Dos mujeres y un hombre relataron las dificultades para conseguir dinero y empleo tras el terremoto en Pereira.
Hace cuatro meses, Matilde llegó desde Santa Cecilia con sus tres hijos para buscar trabajo y nuevas oportunidades en Pereira. Hoy se encuentra en un albergue, al igual que Dioselina y su esposo. Todos enfrentan las consecuencias del terremoto, pero la necesidad aumenta por el número de hijos y la falta de solución habitacional.
El sismo del pasado 10 de agosto los agarró en pleno centro. La mujer recuerda todo lo que pasó aunque con mucho temor. Todavía enfrenta las consecuencias de los daños que dejó el movimiento telúrico.
Cuando le preguntaron qué necesitaba además de los alimentos que reciben en medio de la emergencia, su respuesta fue directa: “Una vivienda necesito.”
No habló de bienes materiales ni de ayudas adicionales. Su principal preocupación son los menores que dependen de ella. “Para los niños”, completó.

La familia también enfrenta una dificultad adicional. Matilde tiene problemas para expresarse en español, una situación que puede complicar su acceso a información, trámites y rutas de atención durante la emergencia.
Dioselina tiene siete hijos
La situación de Dioselina es diferente, pero coincide en una necesidad fundamental: encontrar una alternativa para su familia después del terremoto.
La mujer explicó que permanece en Pereira porque su esposo trabaja en la ciudad. La familia lleva cerca de un año en el municipio y decidió quedarse por las posibilidades laborales que encontraron.

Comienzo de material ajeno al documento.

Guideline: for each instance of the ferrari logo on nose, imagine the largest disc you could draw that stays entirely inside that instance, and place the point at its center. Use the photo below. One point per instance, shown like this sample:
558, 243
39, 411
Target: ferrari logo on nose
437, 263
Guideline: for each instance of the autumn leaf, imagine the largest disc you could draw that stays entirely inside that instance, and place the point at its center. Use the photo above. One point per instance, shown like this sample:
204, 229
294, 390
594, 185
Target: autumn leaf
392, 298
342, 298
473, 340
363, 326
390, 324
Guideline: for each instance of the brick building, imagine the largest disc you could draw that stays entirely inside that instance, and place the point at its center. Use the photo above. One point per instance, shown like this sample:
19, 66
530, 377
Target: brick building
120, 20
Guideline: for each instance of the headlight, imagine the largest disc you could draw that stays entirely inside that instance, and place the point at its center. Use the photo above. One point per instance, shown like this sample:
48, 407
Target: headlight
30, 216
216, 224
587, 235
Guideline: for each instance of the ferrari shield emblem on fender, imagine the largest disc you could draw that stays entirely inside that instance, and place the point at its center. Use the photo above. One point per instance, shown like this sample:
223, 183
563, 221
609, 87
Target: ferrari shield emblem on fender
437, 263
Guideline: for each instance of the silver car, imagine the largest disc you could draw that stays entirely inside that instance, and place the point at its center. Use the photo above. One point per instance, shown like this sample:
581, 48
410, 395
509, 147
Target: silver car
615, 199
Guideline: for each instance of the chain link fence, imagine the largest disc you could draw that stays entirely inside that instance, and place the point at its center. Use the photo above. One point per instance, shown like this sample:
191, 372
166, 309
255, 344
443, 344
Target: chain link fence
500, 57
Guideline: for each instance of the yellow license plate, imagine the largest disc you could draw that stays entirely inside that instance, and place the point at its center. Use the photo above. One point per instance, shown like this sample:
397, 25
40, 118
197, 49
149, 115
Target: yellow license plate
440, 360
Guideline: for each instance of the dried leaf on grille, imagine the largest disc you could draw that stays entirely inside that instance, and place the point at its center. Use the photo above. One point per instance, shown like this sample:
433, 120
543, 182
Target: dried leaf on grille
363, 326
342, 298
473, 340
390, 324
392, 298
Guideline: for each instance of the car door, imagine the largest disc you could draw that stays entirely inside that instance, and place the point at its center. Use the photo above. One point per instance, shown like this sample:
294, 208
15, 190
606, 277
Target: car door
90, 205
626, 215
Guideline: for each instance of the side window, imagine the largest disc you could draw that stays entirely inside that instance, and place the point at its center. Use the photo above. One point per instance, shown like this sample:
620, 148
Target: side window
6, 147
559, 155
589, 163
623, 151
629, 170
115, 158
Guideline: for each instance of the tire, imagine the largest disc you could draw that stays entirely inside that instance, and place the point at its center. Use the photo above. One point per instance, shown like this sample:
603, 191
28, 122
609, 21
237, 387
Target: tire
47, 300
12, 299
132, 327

Cuando habló sobre los integrantes de su hogar, entregó un dato que explica su situación: “Con siete hijos”.
La emergencia dejó a este núcleo familiar en una condición todavía más compleja. Mientras intentan mantener su actividad laboral, también necesitan resolver dónde permanecer y cómo acceder a las ayudas destinadas a los damnificados.
Según, el acompañamiento de la administración municipal es insuficiente: “Ellos no apoyan nada”, agregó.

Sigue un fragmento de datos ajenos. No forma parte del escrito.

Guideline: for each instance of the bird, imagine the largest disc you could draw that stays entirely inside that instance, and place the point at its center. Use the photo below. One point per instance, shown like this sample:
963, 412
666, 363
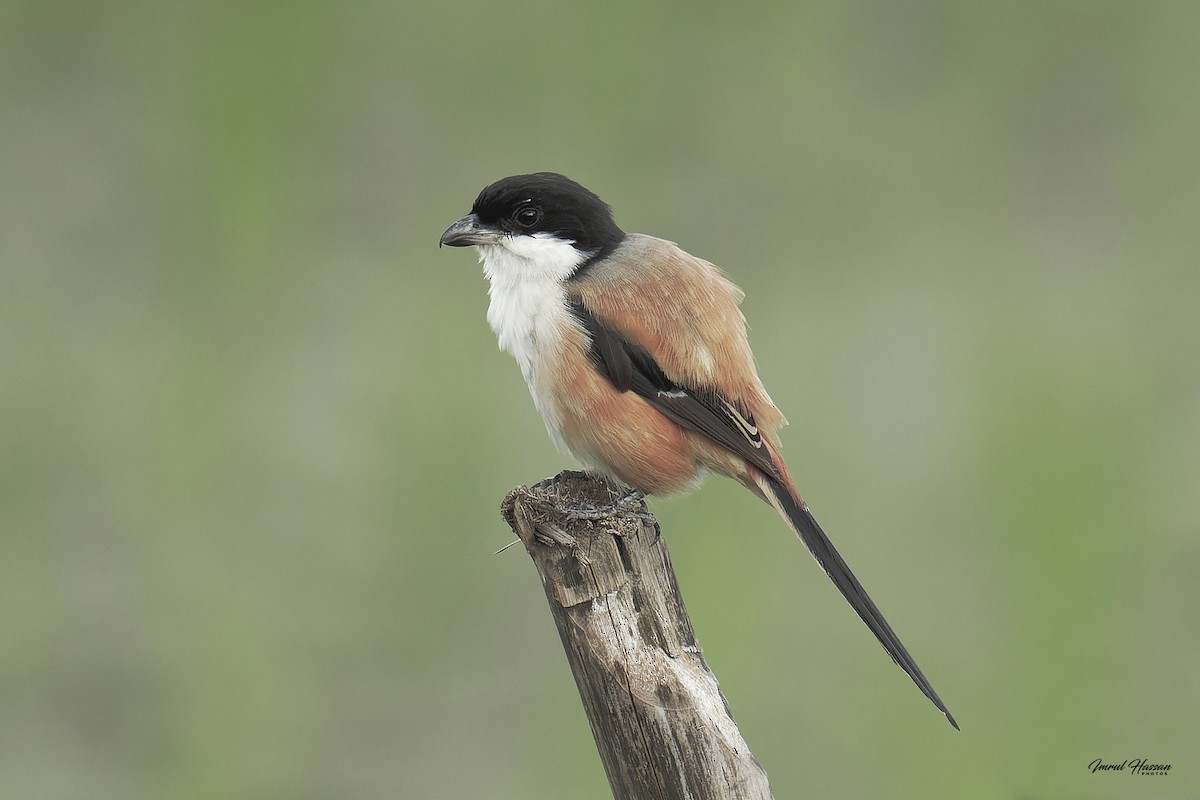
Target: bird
637, 358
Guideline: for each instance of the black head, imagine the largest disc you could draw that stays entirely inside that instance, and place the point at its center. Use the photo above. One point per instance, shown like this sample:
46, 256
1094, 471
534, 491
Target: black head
541, 203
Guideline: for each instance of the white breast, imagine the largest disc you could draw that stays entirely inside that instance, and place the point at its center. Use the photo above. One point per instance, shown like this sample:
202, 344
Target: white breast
528, 307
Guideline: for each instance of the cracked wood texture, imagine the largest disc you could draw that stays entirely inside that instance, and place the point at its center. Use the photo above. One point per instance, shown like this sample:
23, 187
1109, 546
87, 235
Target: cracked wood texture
660, 722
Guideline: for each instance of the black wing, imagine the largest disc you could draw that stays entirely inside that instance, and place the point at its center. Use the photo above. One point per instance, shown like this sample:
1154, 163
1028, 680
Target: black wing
629, 367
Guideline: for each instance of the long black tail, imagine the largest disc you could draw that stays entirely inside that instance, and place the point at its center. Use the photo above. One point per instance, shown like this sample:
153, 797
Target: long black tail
797, 513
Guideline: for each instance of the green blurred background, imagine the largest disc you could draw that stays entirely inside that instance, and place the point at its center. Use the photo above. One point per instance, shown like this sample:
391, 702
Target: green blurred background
256, 428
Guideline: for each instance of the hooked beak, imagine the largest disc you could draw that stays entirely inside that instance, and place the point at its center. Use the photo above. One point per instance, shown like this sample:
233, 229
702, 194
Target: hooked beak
468, 230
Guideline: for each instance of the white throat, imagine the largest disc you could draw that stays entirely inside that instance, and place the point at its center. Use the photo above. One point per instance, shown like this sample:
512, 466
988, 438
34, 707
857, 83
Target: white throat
528, 300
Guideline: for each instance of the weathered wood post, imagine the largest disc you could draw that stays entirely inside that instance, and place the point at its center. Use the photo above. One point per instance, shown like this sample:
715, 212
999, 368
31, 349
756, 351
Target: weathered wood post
660, 722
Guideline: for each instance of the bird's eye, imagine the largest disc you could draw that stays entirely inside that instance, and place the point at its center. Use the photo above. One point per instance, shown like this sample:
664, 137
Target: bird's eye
527, 217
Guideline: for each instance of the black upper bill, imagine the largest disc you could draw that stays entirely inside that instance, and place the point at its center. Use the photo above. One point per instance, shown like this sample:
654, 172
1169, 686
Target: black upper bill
468, 232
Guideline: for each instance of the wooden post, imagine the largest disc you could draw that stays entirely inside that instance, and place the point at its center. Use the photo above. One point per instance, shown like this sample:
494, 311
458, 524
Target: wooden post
660, 722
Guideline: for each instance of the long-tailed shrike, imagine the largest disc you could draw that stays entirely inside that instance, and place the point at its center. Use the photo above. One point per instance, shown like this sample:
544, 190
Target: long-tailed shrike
636, 355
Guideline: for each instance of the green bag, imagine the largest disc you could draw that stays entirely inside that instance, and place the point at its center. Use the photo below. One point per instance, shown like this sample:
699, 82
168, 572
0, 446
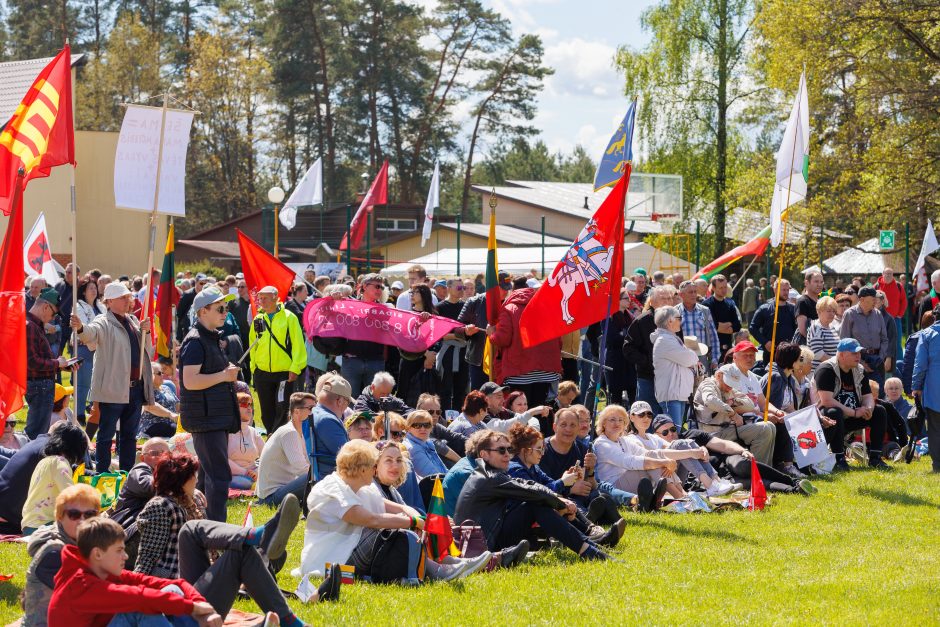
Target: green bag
108, 484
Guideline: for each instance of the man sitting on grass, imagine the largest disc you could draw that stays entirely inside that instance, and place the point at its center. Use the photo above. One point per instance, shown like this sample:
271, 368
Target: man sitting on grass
92, 589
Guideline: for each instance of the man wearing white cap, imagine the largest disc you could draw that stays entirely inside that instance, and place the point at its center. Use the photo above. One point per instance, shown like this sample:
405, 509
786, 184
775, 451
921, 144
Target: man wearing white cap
208, 406
120, 381
277, 359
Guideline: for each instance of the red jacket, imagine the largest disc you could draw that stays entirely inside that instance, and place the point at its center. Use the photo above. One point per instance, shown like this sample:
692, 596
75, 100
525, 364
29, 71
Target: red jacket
513, 359
82, 599
897, 299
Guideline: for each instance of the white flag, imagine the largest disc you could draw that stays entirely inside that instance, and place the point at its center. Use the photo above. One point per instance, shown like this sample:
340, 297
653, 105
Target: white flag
792, 163
434, 200
930, 245
309, 191
37, 253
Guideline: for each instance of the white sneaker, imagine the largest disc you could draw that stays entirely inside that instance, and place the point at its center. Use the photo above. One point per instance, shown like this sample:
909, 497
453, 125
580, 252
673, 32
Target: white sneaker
719, 487
474, 564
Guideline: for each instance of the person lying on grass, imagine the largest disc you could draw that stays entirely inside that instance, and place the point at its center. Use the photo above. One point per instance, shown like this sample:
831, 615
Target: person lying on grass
92, 589
175, 541
529, 445
73, 505
506, 508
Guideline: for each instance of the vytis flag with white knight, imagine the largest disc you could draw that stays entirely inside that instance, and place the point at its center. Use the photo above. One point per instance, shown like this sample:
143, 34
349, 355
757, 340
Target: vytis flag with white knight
585, 285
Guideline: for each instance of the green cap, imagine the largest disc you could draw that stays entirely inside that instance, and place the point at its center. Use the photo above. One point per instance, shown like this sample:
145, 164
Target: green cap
50, 296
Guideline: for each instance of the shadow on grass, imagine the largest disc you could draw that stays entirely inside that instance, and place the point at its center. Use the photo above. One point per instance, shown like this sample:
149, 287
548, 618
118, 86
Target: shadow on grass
896, 498
714, 534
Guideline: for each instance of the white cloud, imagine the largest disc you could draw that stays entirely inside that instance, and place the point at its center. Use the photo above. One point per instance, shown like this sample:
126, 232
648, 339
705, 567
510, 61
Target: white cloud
582, 68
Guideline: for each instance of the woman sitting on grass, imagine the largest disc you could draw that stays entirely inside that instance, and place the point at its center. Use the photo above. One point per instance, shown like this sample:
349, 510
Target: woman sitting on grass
67, 447
692, 458
529, 445
176, 541
73, 505
347, 515
244, 447
389, 474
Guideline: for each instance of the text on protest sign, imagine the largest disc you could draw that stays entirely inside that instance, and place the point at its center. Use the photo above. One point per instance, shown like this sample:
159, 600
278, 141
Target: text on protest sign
135, 164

Para estas familias, la emergencia tiene diferentes dimensiones. Algunos necesitan techo, otros alimentos, orientación institucional o apoyo para mantener sus ingresos.
En algunos casos, aparece además una barrera lingüística que puede dificultar la comunicación con las entidades encargadas de atender la tragedia.
Y mientras esperan una solución, la petición de estas familias sólo describe el mismo drama de muchos damnificados: tener un lugar seguro donde puedan volver a empezar.